Selendang Ningratri
CERPEN TANTRINI ANDANG

AKU tidak tahu sudah berapa lama memandangi lukisan setinggi hampir satu meter itu. Seluruh diriku seakan tersedot oleh pesona perempuan dalam lukisan itu.
Wajahnya ayu khas perempuan Jawa yang alami dan lembut. Kebaya warna kuning gading dengan selendang hijaunya menambah pesona yang dimilikinya. Selendang itu seolah benar-benar berkibar dan melayang karena sebuah gerakan seblak.
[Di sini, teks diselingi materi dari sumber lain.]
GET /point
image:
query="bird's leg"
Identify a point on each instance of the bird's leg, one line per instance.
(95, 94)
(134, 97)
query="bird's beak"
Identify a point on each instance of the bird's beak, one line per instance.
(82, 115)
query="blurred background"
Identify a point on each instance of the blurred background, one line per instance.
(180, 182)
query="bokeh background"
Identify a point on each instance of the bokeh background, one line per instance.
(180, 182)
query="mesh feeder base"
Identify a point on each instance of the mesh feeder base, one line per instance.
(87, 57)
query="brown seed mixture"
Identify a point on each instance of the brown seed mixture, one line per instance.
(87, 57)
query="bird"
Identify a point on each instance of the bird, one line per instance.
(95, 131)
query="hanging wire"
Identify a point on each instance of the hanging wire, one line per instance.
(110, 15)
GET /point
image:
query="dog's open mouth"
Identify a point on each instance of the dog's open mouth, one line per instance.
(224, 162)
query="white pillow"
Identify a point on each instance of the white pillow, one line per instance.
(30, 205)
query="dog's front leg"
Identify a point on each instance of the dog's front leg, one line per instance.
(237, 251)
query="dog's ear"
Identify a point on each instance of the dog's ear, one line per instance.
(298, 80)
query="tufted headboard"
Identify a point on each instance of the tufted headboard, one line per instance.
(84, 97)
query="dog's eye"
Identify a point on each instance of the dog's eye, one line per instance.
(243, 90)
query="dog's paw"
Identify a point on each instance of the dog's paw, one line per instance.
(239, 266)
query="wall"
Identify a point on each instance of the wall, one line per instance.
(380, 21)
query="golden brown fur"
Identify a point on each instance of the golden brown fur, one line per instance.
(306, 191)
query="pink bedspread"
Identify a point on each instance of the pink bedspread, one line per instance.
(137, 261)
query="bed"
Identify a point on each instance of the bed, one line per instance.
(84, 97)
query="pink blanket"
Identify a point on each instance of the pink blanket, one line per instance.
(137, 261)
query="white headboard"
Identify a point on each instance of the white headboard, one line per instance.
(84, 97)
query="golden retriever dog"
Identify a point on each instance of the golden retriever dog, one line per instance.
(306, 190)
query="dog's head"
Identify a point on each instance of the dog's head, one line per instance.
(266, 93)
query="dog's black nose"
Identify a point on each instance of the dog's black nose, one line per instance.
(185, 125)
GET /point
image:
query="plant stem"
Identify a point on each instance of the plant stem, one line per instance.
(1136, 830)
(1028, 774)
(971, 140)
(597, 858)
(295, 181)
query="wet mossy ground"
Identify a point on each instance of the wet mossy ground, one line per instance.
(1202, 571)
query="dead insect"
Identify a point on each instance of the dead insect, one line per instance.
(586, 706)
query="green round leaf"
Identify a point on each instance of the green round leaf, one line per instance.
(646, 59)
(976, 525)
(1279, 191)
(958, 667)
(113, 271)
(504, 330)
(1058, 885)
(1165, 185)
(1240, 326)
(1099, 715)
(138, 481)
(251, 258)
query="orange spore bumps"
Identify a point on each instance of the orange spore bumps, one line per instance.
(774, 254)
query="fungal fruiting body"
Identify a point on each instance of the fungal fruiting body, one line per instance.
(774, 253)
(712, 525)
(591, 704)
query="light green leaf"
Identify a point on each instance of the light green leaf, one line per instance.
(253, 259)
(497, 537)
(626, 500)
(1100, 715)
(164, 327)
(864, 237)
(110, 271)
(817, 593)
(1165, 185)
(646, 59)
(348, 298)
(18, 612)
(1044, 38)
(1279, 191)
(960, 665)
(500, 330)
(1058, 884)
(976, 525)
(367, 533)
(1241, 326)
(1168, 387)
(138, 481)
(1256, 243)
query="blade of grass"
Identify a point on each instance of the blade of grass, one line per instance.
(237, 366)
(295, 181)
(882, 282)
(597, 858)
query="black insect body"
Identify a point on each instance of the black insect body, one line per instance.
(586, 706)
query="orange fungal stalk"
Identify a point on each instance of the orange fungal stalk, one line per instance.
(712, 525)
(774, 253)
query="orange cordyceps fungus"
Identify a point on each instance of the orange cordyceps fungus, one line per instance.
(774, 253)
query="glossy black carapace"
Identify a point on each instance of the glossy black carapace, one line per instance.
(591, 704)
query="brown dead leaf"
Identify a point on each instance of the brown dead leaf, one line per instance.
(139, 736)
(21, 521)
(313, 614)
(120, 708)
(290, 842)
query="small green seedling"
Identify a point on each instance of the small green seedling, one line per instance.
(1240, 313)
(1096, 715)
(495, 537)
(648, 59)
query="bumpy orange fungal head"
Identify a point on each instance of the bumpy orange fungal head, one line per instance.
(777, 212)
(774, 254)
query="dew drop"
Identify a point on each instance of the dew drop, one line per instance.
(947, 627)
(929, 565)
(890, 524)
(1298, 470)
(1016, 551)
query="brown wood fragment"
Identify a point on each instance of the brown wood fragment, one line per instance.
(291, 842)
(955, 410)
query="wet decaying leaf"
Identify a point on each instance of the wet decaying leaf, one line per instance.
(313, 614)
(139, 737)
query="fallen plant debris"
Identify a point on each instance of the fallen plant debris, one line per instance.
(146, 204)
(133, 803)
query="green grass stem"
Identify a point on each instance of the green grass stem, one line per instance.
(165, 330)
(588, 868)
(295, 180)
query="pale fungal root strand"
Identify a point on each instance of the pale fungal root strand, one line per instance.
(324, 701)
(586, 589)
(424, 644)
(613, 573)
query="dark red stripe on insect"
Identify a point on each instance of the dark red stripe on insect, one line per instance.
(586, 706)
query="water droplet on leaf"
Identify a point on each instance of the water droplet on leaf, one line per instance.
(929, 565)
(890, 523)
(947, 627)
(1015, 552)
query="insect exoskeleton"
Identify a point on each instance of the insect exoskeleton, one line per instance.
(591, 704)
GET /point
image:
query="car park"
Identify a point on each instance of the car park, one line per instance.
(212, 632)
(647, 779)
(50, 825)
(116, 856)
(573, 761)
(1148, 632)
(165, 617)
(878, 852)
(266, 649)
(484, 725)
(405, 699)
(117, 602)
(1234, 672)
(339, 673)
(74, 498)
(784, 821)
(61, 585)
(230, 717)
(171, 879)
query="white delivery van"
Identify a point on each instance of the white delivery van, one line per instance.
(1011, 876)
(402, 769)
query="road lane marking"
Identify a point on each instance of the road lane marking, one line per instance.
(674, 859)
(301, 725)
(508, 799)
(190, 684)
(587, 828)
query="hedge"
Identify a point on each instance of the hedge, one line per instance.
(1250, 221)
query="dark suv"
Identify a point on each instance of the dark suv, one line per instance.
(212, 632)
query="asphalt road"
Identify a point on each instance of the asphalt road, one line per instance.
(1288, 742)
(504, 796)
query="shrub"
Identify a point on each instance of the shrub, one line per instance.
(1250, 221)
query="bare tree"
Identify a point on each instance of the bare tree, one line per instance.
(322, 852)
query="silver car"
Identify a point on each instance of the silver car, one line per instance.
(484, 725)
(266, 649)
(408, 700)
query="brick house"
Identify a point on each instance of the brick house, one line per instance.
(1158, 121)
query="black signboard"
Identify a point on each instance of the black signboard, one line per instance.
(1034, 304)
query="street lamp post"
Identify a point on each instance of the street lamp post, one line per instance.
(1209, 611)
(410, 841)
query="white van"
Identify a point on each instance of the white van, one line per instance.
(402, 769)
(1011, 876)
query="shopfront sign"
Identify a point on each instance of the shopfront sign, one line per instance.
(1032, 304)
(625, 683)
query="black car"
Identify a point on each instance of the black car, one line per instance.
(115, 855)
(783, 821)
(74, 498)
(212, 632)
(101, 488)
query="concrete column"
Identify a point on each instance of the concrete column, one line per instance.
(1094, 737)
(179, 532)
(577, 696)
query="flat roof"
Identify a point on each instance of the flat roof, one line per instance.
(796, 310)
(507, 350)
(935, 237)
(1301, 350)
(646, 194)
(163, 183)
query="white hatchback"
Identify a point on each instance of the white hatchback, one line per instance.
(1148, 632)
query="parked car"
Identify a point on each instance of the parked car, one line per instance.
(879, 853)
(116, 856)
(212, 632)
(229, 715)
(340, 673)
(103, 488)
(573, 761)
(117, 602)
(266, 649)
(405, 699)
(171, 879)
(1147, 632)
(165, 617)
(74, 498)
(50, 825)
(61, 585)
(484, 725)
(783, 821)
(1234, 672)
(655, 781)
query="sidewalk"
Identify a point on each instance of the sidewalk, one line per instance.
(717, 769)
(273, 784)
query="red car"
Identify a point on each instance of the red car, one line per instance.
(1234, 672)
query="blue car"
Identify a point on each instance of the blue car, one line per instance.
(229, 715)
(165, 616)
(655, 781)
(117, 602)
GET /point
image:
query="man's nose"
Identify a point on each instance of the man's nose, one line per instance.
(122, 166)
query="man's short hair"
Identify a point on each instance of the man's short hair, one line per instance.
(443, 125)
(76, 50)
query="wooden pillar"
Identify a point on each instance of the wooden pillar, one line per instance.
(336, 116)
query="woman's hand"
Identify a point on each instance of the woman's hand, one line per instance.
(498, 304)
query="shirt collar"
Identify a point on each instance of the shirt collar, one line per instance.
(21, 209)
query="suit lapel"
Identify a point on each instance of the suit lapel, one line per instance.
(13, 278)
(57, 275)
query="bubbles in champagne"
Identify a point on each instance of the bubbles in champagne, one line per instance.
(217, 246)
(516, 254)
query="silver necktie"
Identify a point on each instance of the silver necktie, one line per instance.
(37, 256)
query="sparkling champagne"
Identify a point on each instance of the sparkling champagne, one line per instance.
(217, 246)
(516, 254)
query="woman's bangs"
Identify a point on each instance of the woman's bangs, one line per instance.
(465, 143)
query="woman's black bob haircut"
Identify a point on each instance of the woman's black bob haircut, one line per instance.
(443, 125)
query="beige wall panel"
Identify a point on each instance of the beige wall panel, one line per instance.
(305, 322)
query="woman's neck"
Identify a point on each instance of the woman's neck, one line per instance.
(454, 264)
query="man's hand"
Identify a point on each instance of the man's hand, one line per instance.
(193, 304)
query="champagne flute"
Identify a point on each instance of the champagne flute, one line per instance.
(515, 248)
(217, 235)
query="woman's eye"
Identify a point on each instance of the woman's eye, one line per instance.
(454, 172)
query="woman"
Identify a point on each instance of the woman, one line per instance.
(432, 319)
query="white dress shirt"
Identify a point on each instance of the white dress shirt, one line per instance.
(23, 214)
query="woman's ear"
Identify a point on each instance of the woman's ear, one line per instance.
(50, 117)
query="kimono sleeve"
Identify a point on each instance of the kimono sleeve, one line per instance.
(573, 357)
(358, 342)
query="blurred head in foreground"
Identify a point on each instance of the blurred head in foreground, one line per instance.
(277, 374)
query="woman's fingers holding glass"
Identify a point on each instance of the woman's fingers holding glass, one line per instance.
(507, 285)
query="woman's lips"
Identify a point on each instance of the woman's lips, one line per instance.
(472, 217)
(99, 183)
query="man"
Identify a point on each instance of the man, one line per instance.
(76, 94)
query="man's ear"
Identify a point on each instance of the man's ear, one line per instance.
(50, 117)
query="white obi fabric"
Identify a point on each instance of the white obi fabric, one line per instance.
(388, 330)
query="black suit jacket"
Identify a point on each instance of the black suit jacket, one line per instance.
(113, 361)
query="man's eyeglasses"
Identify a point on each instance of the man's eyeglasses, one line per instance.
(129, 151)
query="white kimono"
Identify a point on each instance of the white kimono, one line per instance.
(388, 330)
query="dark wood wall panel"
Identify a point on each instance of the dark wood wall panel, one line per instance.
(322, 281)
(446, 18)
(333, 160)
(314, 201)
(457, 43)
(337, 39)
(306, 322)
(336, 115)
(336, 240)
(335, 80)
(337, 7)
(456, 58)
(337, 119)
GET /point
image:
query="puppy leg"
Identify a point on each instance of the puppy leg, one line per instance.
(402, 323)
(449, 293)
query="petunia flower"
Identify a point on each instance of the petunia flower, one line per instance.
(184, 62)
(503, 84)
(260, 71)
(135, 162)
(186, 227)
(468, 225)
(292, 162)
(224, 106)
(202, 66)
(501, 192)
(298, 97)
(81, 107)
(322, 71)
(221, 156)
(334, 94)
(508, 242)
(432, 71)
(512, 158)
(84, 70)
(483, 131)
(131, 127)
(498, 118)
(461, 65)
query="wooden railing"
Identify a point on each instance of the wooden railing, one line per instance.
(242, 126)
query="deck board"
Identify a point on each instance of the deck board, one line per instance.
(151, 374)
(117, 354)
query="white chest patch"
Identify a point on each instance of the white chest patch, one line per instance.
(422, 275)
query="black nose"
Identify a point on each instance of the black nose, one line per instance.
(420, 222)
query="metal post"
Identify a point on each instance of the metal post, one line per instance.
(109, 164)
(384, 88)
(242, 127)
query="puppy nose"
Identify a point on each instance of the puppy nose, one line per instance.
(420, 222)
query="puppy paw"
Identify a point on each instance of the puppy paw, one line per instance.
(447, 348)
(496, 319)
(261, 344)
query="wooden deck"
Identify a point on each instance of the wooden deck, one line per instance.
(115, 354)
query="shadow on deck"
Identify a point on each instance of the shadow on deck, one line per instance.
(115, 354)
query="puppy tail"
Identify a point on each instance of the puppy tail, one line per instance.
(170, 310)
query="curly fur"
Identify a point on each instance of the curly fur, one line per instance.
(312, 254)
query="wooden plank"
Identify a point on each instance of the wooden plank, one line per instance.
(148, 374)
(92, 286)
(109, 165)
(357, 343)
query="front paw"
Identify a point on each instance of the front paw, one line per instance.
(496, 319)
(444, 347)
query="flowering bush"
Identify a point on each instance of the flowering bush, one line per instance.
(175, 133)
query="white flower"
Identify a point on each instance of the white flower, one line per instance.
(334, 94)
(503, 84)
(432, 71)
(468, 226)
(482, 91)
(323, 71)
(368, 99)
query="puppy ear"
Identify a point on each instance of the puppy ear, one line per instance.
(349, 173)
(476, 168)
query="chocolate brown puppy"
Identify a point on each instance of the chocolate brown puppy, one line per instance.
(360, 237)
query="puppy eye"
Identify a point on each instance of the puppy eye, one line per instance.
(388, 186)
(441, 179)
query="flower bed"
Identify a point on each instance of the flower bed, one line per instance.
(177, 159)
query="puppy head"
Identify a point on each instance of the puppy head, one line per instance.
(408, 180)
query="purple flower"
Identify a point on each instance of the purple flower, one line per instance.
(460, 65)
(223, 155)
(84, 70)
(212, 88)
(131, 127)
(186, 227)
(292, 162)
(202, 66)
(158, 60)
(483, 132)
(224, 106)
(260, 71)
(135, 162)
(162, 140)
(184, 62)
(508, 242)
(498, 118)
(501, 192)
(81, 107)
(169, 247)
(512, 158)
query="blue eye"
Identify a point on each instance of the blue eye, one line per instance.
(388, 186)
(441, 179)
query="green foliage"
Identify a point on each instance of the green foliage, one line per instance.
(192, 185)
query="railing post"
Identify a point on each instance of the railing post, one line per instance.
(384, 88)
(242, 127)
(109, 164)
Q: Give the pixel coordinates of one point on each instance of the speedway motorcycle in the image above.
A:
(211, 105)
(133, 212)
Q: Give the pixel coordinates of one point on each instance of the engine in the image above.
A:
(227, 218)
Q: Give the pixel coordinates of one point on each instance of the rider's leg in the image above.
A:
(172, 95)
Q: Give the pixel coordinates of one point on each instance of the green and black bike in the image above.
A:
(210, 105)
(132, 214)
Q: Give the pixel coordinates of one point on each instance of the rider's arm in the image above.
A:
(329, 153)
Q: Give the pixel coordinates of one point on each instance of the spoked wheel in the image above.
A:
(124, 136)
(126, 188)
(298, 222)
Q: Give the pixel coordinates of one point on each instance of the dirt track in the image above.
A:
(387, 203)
Ah, kurasa bukan hanya selendangnya. Seluruh lukisan itu memang terlihat hidup. Bahkan mata bening penari itu juga seolah sedang menatapku, membuatku ingin terus memandangnya.
Tanpa sadar aku melangkah lebih dekat lagi dengan lukisan itu. Kuraba bagian wajah penari itu hanya untuk meyakinkan diriku sendiri bahwa perempuan ayu itu sekedar sebuah lukisan, bukan perempuan sungguhan.
Sialan! Kuakui pembuat lukisan ini sangat piawai memainkan kuasnya hingga lukisan di depanku ini benar-benar tampak nyata.
Kata Om Seno, konon perempuan penari dalam lukisan ini dulu memang pernah ada. Pelukisnya masih terhitung sebagai salah satu kakek buyutku sendiri. Tepatnya adik kandung dari eyang buyut putri yang melahirkan eyang putriku. Hanya sedikit anggota keluarga besarku yang memiliki bakat melukis. Aku adalah salah satunya. Namun lukisan kakek buyut ini memang sangat luar biasa.
Perempuan dalam lukisan itu sedang menari di tengah sebuah pelataran terbuka. Cahaya bulan menyinari pelataran dan memantulkan kilaunya di wajah mulusnya. Ada kerumunan penonton yang berdiri di belakang dan sisi kirinya.
Di sebelah kanan tampak seperangkat gamelan dengan para penabuhnya yang bertelanjang dada. Semua dilukiskan secara detil. Di bagian bawah, tepatnya di dekat tanda tangan kakek buyut, terdapat tulisan dengan ukuran kecil: Ningratri.